Date: 5 Oct 2022
Speakers: Kristi Kuusk and Dila Demir
Abstract:
Inspired from the design methods that embody movement-based thinking, we aim for designing with and for the multi-sensory experiences through the moving and the sensing body. We see sensorial design as a design approach that aims to design embodied interactions considering humans as sensory beings which is the combination of the mind and the body. Thus, it is designing with/for/through the sensory body extending further from the classic five senses. Respectively, we work with wide array of senses i.e., proprioception, kinesthesia, audition, touch as well as the sense of touch. In doing so, we work with bodily awareness through multi-sensory interactive wearables. In this meeting we’ll look at sensorial design through design examples from textile and fashion that works with comforting as well as discomforting bodily interactions.
Bios:
Kristi Kuusk is a Senior researcher at the Design Research Group in Estonian Academy of Arts. She is interested in finding alternative futures for clothing and textile design via implementation of technology. Her PhD thesis (Eindhoven University of Technology, 2016) focused on craft and sustainability qualities in smart textile services. Recently she combines that interest with aspects of sensorial design in the context of self-perception, children play, self and relational awareness. She has collaborated as a selected laureate in the EU projects ‘STARTS Residencies’ and ‘WORTH Partnership Project’.
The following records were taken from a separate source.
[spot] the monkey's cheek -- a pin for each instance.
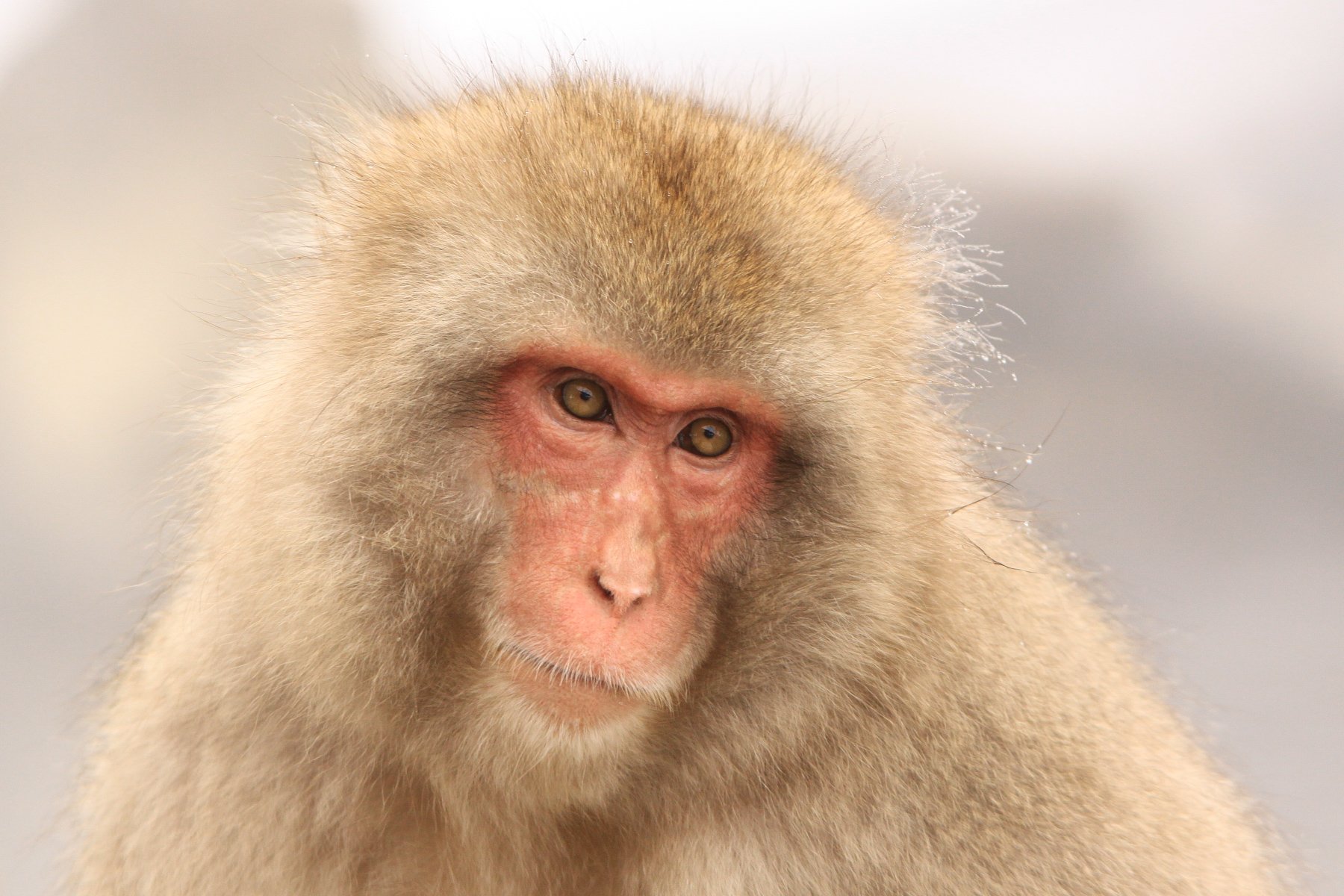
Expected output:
(567, 702)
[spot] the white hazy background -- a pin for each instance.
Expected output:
(1164, 180)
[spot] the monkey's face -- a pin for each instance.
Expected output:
(621, 482)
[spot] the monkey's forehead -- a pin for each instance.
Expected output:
(640, 220)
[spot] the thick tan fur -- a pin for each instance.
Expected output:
(907, 694)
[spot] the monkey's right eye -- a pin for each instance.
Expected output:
(585, 399)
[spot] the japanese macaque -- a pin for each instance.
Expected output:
(585, 520)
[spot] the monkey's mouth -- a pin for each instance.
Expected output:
(564, 676)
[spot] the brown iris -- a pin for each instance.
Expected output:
(585, 399)
(706, 437)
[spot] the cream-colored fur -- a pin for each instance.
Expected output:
(906, 692)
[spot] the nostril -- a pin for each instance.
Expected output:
(621, 600)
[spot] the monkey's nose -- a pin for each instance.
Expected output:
(620, 593)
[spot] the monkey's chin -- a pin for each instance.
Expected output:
(566, 697)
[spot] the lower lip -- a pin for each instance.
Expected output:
(567, 700)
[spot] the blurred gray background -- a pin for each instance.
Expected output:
(1164, 180)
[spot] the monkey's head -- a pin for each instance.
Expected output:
(581, 382)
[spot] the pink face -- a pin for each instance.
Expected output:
(625, 481)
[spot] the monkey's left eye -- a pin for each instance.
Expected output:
(585, 399)
(706, 437)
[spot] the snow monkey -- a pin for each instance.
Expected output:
(585, 520)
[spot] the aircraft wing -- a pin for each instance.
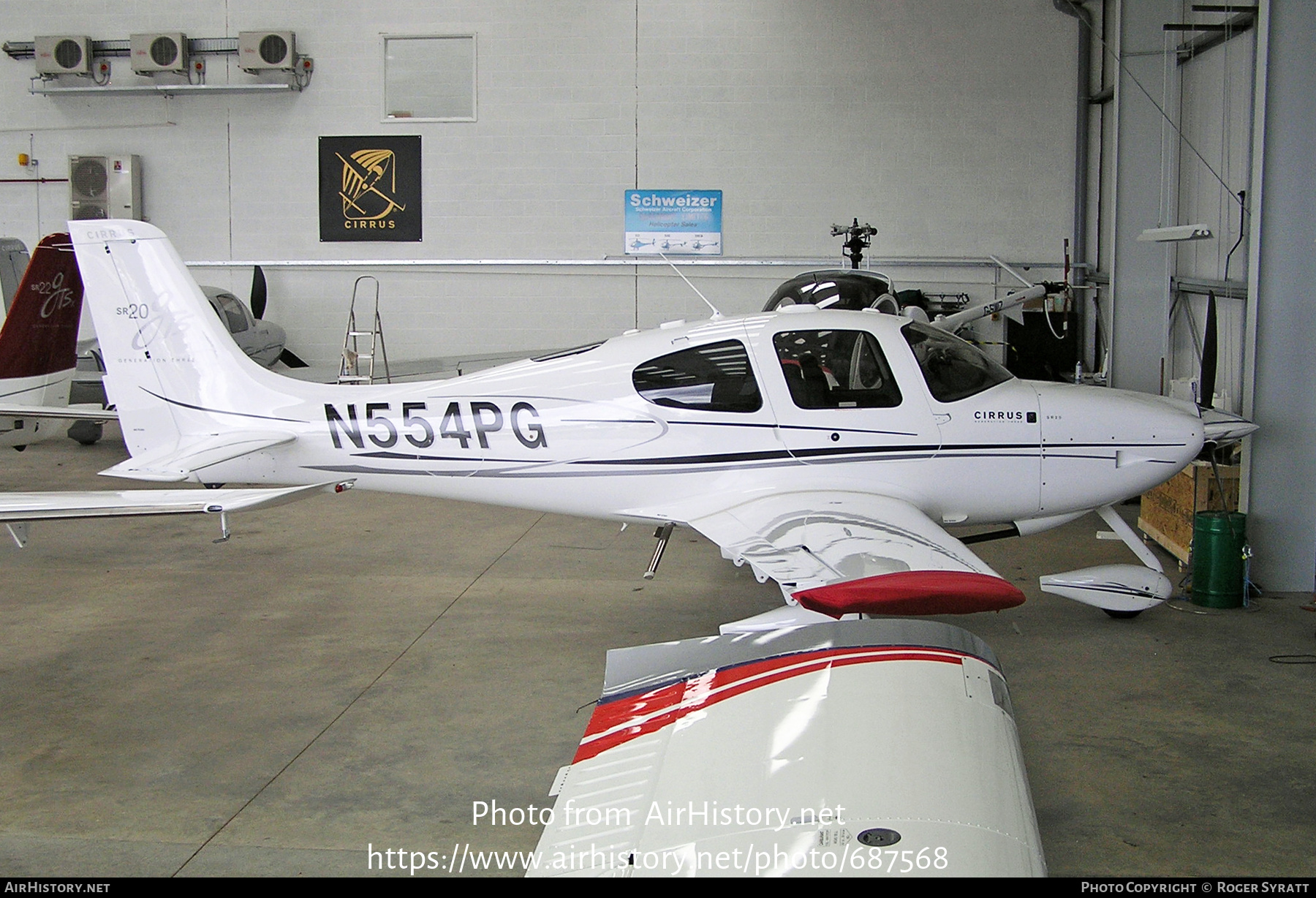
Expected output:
(839, 552)
(20, 508)
(61, 412)
(857, 748)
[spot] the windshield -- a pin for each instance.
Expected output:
(953, 369)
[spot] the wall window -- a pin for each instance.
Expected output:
(429, 78)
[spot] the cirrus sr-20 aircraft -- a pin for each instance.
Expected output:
(827, 449)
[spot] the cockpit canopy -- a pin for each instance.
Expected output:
(842, 289)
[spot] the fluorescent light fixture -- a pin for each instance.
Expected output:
(1177, 233)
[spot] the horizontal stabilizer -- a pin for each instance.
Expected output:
(124, 503)
(914, 593)
(61, 412)
(177, 464)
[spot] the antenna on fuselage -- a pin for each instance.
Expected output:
(717, 315)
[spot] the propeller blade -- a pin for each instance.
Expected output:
(289, 358)
(1207, 382)
(258, 293)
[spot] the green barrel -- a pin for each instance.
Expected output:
(1217, 567)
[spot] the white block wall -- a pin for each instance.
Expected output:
(948, 124)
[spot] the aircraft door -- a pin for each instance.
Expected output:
(842, 406)
(990, 429)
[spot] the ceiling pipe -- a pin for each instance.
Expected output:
(1081, 125)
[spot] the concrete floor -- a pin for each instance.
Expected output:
(360, 669)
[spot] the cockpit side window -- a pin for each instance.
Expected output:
(836, 369)
(953, 369)
(714, 378)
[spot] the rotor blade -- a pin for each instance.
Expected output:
(289, 358)
(258, 293)
(1207, 382)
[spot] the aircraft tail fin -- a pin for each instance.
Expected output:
(39, 335)
(173, 369)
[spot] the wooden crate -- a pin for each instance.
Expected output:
(1168, 511)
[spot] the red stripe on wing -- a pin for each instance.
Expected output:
(623, 720)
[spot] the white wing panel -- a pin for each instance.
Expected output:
(811, 539)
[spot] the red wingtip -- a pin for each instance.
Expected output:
(914, 593)
(39, 335)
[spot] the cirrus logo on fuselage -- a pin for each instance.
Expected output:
(1010, 416)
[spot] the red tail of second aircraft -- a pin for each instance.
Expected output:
(39, 335)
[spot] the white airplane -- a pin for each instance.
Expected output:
(827, 449)
(738, 756)
(39, 350)
(37, 360)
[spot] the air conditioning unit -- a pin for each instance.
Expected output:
(266, 52)
(105, 187)
(64, 54)
(158, 52)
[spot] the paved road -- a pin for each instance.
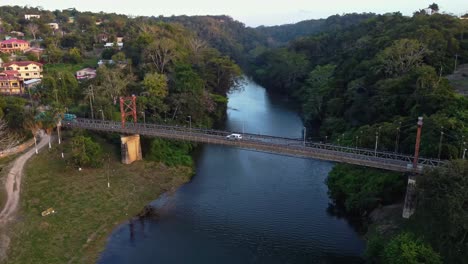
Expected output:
(285, 146)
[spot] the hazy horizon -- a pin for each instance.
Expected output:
(249, 12)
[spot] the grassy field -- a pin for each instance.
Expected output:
(4, 167)
(86, 210)
(72, 68)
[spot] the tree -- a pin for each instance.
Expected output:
(402, 56)
(33, 29)
(7, 138)
(48, 123)
(156, 84)
(85, 152)
(225, 74)
(160, 53)
(405, 248)
(112, 82)
(33, 126)
(316, 87)
(443, 196)
(74, 55)
(434, 7)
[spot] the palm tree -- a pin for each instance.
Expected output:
(33, 126)
(89, 95)
(48, 123)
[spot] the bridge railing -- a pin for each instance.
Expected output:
(289, 143)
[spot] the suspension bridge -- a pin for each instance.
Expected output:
(280, 145)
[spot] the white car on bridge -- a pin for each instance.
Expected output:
(234, 137)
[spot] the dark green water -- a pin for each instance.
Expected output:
(244, 206)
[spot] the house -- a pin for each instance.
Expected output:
(30, 16)
(86, 74)
(10, 83)
(31, 83)
(27, 69)
(103, 37)
(18, 34)
(53, 26)
(119, 45)
(105, 62)
(13, 45)
(36, 51)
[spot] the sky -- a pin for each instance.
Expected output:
(251, 12)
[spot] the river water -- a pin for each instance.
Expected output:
(244, 206)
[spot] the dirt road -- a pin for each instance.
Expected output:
(13, 188)
(13, 181)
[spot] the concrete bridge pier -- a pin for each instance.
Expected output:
(130, 148)
(410, 199)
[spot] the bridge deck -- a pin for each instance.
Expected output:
(285, 146)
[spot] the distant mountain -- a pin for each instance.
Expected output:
(285, 33)
(223, 33)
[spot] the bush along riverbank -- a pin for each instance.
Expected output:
(436, 233)
(86, 210)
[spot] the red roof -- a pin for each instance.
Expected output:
(13, 40)
(21, 63)
(10, 72)
(9, 75)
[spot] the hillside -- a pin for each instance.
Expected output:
(284, 33)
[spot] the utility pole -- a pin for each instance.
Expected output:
(440, 141)
(102, 114)
(418, 142)
(377, 133)
(144, 117)
(397, 140)
(305, 132)
(462, 144)
(91, 98)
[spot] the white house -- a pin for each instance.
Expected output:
(29, 16)
(111, 45)
(53, 26)
(86, 73)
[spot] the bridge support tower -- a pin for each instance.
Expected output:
(410, 198)
(130, 148)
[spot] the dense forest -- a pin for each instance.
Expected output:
(376, 77)
(356, 79)
(367, 84)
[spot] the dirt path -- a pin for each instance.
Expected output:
(13, 187)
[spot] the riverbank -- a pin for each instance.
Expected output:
(86, 210)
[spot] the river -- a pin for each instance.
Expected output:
(244, 206)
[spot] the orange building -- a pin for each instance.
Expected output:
(10, 83)
(27, 69)
(13, 45)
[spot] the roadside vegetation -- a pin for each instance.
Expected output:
(86, 210)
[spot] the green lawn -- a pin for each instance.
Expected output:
(4, 167)
(86, 210)
(72, 68)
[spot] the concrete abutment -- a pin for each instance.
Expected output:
(130, 148)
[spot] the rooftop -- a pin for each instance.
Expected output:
(22, 63)
(13, 40)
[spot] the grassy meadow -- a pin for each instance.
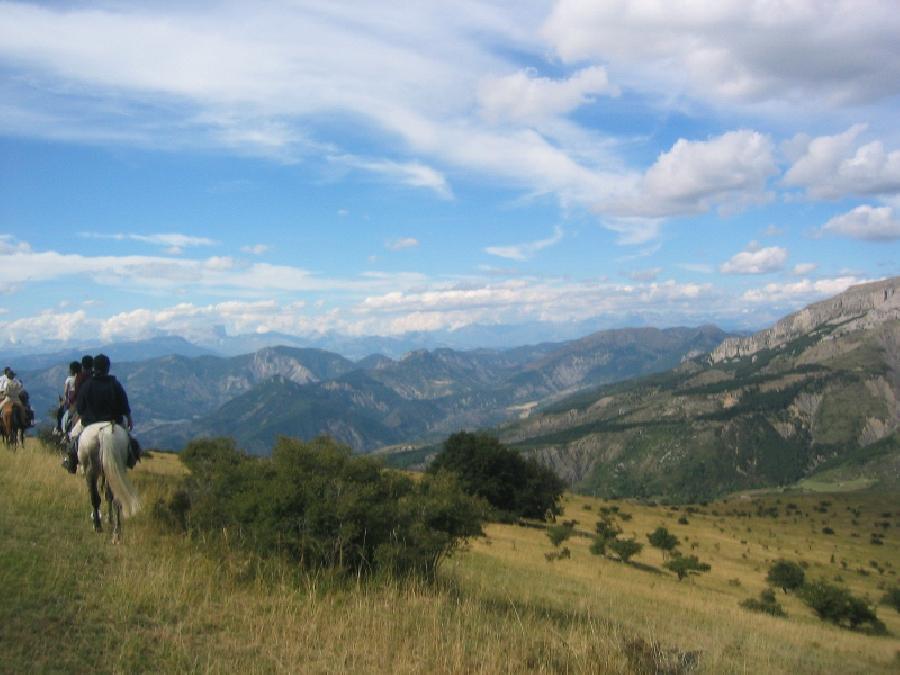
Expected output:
(72, 601)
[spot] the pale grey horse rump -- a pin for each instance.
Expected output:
(103, 453)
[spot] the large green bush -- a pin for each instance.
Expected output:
(319, 505)
(837, 605)
(786, 575)
(513, 484)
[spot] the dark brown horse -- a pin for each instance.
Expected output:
(11, 426)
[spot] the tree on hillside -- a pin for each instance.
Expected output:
(625, 548)
(321, 506)
(662, 539)
(786, 575)
(511, 483)
(684, 565)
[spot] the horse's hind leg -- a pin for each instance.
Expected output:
(114, 515)
(95, 503)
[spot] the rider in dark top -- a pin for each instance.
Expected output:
(100, 399)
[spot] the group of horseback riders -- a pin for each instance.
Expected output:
(90, 395)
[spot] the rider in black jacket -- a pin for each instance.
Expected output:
(100, 399)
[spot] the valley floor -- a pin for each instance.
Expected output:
(72, 601)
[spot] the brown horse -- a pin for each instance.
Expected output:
(11, 426)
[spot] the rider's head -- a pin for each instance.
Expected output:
(101, 364)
Arife Dila Demir is a doctoral student at the Estonian Academy of Arts and currently she is a visiting Ph.D. student at the Royal Institute of Technology KTH. In her doctoral project, she explores how may movement-based interactive textiles facilitate somaesthetic awareness of bodily discomforts such as chronic pain. She holds a BA in Interior Architecture and Environmental Design and Ma in Textile Design. Dila is involved in somatic practices i.e. yoga and dance improvisation. She interweaves somatic practices with her design research. Her topics of research interests are soma design, somaesthetics, kinesthetic interactions, interactive textiles, autoethnography, and first-person research methods.